As always seems to happen, people looked at the list which already had the problem of being grossly skewed towards men, and noticed other odd little things. Like, “hey, I follow this science person who has more followers than so-and-so, why isn’t she on the list?” Clearly, there were errors of omission, and oddly, they all seem to skew away from women and people of color. Or maybe not so oddly — it’s striking how often that seems to happen.
And then people started thinking about the premise. I recall from my phone conversation with the author that I’d told her that follower count was a poor measure of influence — I mentioned a few names to her that I thought used Twitter really well, but that I had no idea what their follower count was. It turns out that @bug_gwen and @docfreeride, for instance, don’t have enough followers to have made the Top 50 list.
Wait a minute — so why are we using follower count as a metric? I don’t pick who to follow by looking at the number of followers they have! If I did, I’d be following @JustinBieber, who has 54.7 million followers. There is a kind of bandwagon effect, in that you’re more likely to encounter someone on Twitter if they have lots of followers, because it is more likely that you’ll be following someone who follows the popular gang…but that’s also a poor reason to consider someone a good person to follow. There are a great many people who have huge follower counts because they have a fanbase in another medium — books, for instance, or television shows — and are absolutely abysmally bad at Twitter, and I don’t need to name names, since you’ve all probably got a few in mind already. (there are people who are good at multiple media: @NeilTyson deserves to have a lot of followers for his good use of Twitter, and I’ve found @NathanFillion to be hilarious and enthusiastic).
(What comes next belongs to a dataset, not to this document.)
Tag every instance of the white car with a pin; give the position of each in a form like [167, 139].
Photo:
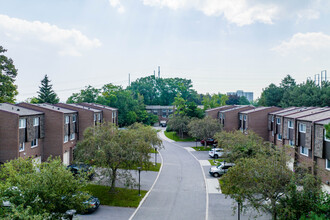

But, unfortunately, what it means is that Science picked an easy metric to measure, rather than a difficult one that might tell you something significant, and it was also a metric that amplified biases in the pool. We already know that people are less likely to pay attention to women’s voices, so when you use a parameter that is dependent on how many voices listen to you, you’re already screwing that part of the population. And then I suspect the filter goes to work: you start searching for popular twitter accounts by looking at who the most popular twitter accounts follow.
I do not blame the author. She was trying to track down a quantifiable measure and used the ones at hand, and was also trying to address a specific contrivance, the claim that high Twitter follower counts was somehow indicative of scientific failure. She didn’t invent the Kardashian index, so don’t blame her: blame Neil Hall, who came up with the K-index in the first place.
And now, of course, we get a useful backlash. People have started compiling lists of active Twitter users who also happen to be scientists and women. Here’s one from Paige Brown Jarreau; one by Erica Check; another by Victoria Herridge. I also posted a list of women scientists on youtube a while back. It seems these are relatively easy to find. Instead of referring to arbitrary lists of people assembled by an arbitrary metric that has a built-in bias against certain kinds of people, you’ll find that there are other lists built by advocates to counter those biases.
I am reminded of the time that atheists conference organizers were complaining that they couldn’t find any women speakers, so they kept mining the same old small group of old boys for their rosters, so Jen McCreight compiled a list of awesome female atheists to make it easier for them…and to kill that excuse. And then they complained that they could only find white atheists, so Greta Christina put together a list of atheists of color for them.
Isn’t it weird how invisible people suddenly become apparent if you just look for them?